Yamabe no Akahito (山部赤人)
YAMABE no AKAHITO (dates of birth and death unknown) was a poet who lived during the Nara Period. He was one of the Sanjurokkasen (thirty-six poets chosen by FUJIWARA no Kinto). His kabane (hereditary title) was Sukune. He was a son of YAMABE no Ashijima. His government post was Kokushi (an officer of local government) in Kazusa Province. In later years, his name was sometimes written as 山邊(辺)赤人.
In the kanajo (a preface written in kana) for "Kokin Wakashu" (A Collection of Ancient and Modern Japanese Poetry), he was feted as a kasei (great poet) together with KAKINOMOTO no Hitomaro. These two great people were first mentioned in a work by OTOMO no Yakamochi, written in Chinese, which was collected in "Manyoshu" (Collection of Ten Thousand Leaves) as 'A school of 山柿' ('山' means Yamabe, and '柿' means Kakinomoto).
The details of his life are unknown, but it is thought that he was a lower-ranking government official as his name does not appear in history books such as "Shoku Nihongi" (Chronicle of Japan Continued). Poems remain from only the Jinki and Tenpyo eras, and he composed many poems in praise of the Emperor during imperial visits. For this reason it is assumed that he was a court poet who lived during the reign of Emperor Shomu. Judging from his waka poems, he seems to have traveled to various provinces. Okura and OTOMO no Tabito were his contemporaries. "Manyoshu" contains 13 of his choka (long poems) and 37 tanka (short poems of 31 syllables). He had a reputation for descriptive poetry dealing with the beauty and cleanliness of nature.

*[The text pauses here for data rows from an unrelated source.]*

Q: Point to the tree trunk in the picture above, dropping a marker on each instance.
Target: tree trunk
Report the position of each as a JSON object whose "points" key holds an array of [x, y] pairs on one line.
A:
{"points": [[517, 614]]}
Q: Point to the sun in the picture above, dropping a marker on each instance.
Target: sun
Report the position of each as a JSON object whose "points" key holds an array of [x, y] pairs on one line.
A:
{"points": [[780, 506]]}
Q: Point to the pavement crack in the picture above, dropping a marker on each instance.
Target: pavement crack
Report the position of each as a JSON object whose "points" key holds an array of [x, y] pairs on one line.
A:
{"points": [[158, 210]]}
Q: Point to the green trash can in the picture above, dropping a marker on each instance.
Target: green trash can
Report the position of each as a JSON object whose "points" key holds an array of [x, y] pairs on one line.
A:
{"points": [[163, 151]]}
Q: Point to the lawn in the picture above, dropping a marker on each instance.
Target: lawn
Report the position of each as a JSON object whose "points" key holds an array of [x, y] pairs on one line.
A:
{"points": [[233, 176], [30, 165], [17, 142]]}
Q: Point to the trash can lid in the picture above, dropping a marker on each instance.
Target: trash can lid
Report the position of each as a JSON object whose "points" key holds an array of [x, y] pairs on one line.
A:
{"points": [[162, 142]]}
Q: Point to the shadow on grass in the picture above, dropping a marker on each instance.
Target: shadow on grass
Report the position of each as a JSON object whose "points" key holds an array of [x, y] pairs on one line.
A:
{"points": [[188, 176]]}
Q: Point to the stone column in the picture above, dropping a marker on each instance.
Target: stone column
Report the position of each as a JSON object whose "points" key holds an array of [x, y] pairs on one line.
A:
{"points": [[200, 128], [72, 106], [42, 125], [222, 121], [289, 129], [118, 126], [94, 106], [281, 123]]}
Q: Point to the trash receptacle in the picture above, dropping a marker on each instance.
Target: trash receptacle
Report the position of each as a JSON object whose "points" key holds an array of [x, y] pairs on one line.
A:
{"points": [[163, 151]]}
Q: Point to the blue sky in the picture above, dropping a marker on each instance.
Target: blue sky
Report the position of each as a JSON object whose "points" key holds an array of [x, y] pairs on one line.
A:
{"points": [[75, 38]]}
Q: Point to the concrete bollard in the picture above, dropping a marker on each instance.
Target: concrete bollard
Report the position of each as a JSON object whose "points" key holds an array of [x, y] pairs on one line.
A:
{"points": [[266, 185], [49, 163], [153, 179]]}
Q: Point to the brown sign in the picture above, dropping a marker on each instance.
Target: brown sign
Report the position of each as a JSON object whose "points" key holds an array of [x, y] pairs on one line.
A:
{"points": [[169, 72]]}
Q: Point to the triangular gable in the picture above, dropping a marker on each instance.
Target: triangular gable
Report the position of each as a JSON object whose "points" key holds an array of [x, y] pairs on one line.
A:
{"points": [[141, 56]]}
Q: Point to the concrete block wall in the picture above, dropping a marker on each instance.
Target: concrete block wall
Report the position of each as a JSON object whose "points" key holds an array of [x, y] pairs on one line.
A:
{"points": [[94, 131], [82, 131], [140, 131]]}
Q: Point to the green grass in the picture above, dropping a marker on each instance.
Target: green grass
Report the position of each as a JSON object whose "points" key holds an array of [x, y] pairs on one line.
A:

During the middle of the Heian Period, around the time when "Shui Wakashu" (Collection of Gleanings of Japanese Poems) was compiled, his private poetry collection, "Akahito shu," (one of the Sanjurokunin shu, or Collected Poems of Thirty-six Poets) was written as his reputation grew. This was a collection which contained some poems from the 11th volume of Manyoshu, but as with "Hitomaroshu" (the collection of KAKINOMOTO no Hitomaro) and "Yakamochishu" (the Collected Works of OTOMO no Yakamochi), it hardly included any works by Akahito of the Manyo period. Poems by Manyo poets such as Hitomaro were not included until "Gosen Wakashu" (Later Selected Collection of Japanese Poetry), but in the period of "Shuishu" (Collection of Gleanings of Japanese Poems) the number of poems suddenly increased, and this is considered relevant.
The best known poem by Akahito seems to be that which appears in the Hyakunin Isshu (a collection of one hundred waka poems by one hundred poets). Tago no ura ni uchi idete mireba shirotae no fuji no takane ni yuki ha furi tsutsu (When I am walking along the Tago coast, I can see the snow falling on the lofty peak of Mt. Fuji). However, it is a revised version of a Manyo poem. In Manyoshu, the poem was 'Tago no ura yu uchi idete mireba mashiro ni so fuji no takane ni yuki ha furi keru' which is similar in meaning.